Investigation of the mechanical and shrinkage properties of plastic-rubber compound modified cement mortar with recycled tire steel fiber

Abstract

To facilitate the recycling of waste solids in cement-based materials, plastic-rubber (PR) compound modified mortar (PRM) samples and recycled steel fiber (RSF)-reinforced plastic-rubber modified mortar (PRSRM) samples were prepared and tested to evaluate their mechanical and drying shrinkage properties. PR compound particles, with a mesh size of #8, replaced the natural aggregates with four volume percentages: 2%, 5%, 7.5%, and 10%. The fiber was added with a constant volume fraction of 0.2%. Accordingly, control mortar, PRM mortar with different PR replacement ratios, and PRSRM mortar with RSF were prepared and tested.

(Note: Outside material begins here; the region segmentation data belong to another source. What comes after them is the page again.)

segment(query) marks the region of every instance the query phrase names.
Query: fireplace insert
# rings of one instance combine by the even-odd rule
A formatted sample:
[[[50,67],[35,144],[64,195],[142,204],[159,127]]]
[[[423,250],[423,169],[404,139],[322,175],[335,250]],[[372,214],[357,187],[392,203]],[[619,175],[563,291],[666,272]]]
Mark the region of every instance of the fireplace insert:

A numerical splitting tension test model was also established based on the two-dimensional Distinct Element Method (DEM) to investigate the crack initiation and propagation mechanism of the PRM samples. The mechanical test results indicated that the addition of RSF enlarged the compressive strength by 14–27% PRM samples. Meanwhile, both PR and RSF improved mortar flexural behavior by increasing the fracture energy. The SEM image of a fracture surface and DEM simulation showed the crack propagation path was changed by PR particles due to its lower stiffness. Meanwhile, the 7-days drying shrinkage length change was reduced by about 25% due to the PR’s porous structure and water-retaining ability. Overall, the sustainable material design with the combination of PR and RSF would promote the full-recycling of waste tires in cement-based materials.